Por supuesto, mi abuela era la que más atravesaba esa puerta, pero no hacía entradas triunfales, cuando llegaba –a la hora de la cena– se quedaba un rato, averiguaba qué cenábamos, traía el postre de leche frita o las sobras de la tortilla. Mi padre ponía cara de circunstancias al ver a su suegra. Ella se apoyaba en la meseta y nos observaba comer. Creo que lo que más le gustaba a mi abuela de sus nietos era verlos comer. Cuánto más, mejor. Y si dejábamos algo en el plato le parecía una ofensa.

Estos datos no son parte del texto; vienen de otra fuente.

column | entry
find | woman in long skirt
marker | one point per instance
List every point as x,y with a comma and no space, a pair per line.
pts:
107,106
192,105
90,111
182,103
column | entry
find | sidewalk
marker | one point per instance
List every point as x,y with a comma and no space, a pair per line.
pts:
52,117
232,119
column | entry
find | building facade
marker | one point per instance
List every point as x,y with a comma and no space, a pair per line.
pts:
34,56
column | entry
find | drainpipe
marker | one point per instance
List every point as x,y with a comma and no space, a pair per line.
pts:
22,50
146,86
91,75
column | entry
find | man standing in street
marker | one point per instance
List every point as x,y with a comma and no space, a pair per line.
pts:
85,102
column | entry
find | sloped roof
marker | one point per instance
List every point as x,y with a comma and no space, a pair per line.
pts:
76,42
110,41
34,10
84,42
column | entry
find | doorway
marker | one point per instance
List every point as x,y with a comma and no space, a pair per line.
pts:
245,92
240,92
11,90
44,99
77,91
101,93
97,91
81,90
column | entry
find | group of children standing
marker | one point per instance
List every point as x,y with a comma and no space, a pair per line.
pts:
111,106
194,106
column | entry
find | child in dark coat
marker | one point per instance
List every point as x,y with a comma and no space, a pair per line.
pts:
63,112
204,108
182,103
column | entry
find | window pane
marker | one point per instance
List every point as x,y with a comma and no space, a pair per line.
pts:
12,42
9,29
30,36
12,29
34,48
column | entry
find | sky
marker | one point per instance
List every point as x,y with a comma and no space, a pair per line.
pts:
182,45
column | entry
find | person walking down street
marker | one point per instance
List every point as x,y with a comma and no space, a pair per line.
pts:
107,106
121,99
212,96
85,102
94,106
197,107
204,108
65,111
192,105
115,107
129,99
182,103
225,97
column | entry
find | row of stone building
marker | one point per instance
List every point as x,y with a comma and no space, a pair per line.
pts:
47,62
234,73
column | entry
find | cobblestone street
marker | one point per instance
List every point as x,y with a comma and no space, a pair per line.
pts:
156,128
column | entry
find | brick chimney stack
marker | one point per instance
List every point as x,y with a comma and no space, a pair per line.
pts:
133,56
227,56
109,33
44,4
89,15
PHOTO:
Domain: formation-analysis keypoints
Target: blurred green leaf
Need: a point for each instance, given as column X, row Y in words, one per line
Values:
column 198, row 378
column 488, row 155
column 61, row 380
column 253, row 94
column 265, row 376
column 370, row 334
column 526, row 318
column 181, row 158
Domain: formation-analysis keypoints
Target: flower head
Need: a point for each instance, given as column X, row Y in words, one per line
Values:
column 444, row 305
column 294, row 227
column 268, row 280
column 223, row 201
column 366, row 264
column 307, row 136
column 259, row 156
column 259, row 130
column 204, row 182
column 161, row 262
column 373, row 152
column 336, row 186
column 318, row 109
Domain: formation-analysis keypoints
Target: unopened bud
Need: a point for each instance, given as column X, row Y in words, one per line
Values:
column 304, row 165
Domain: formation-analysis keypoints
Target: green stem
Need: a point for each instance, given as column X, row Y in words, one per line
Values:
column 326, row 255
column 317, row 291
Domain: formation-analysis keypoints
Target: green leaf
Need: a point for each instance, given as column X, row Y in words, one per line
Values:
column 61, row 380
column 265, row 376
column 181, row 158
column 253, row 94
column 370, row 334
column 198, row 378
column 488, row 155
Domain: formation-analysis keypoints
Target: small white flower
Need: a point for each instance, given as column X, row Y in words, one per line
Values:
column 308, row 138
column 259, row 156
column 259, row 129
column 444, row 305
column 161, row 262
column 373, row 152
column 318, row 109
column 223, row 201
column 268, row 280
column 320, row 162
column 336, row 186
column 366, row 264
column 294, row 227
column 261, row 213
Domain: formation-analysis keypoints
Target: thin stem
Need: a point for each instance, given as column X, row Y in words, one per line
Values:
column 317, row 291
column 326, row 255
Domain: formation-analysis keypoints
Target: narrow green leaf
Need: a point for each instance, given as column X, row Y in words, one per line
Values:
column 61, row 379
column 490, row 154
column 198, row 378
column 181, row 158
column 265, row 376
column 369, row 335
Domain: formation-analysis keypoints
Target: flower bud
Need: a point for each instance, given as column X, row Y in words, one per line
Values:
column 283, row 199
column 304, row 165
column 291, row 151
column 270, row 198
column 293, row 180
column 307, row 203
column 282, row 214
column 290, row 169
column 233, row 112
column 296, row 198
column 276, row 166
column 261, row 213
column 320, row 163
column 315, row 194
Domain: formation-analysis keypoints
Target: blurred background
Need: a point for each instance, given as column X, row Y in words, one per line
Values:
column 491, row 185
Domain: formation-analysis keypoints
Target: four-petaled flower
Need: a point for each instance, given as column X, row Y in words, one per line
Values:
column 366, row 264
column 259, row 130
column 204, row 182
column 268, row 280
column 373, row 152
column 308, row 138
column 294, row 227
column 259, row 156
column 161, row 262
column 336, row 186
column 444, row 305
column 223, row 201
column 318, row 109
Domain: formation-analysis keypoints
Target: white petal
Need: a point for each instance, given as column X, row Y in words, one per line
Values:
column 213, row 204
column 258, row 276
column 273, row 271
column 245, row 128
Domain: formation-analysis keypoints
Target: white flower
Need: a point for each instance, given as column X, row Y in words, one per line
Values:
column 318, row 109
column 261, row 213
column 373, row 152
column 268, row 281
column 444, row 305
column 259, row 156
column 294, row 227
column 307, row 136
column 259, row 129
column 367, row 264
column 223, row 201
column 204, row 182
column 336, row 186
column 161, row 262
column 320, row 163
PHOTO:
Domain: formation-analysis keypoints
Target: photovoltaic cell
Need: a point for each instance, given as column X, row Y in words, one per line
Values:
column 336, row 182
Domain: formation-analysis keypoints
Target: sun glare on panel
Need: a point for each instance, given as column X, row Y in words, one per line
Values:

Mi abuelo Miguel jamás usaba esa puerta. Como si estuviera maldita, como si hubiera un hechizo que le impidiera cruzarla. Además, con su inmensa humanidad era difícil que atravesara la angosta despensa, atiborrada de tripas de chorizo, sartenes, sacos de patatas o ristras de ajos, sin causar algún destrozo. Las pocas veces que venía, sucedía que no encontraba a mi abuela. Si se hacía de noche y mi abuela no aparecía, se ponía enfermo. Y era cuando osaba acercarse a la puerta blanca. Se escuchaba un ruido de cazuelas por el suelo, de cebollas aplastadas, y ya sabíamos que se acercaba el tsunami. «¡¿Dónde está tita?!».

Un día mi tío –que rara vez venía– abrió la puerta blanca, nos pidió un vaso de vino y se sentó en la mesa.

– Porque vosotros no sabéis lo que le pasó a tito Miguel (mi abuelo acababa de fallecer). En la guerra, en la cárcel, lo torturaron y cosas peores.

Le caían lagrimones por sus mejillas morenas. Nos quedamos inmóviles. Mi tío se acabó el vaso de vino y se fue.

Otra noche llegó mi tía, su mujer. Abrió la puerta de golpe.

– ¡Tío está curado, está muy bien! –gritó y desapareció.

Unos meses después mi tío murió.

Ahora me doy cuenta de que esa puerta blanca era el pasaje a realidades inquietantes. A los secretos de mi familia, a sus misterios y a sus miserias. Conocí la vida a través de la puerta blanca.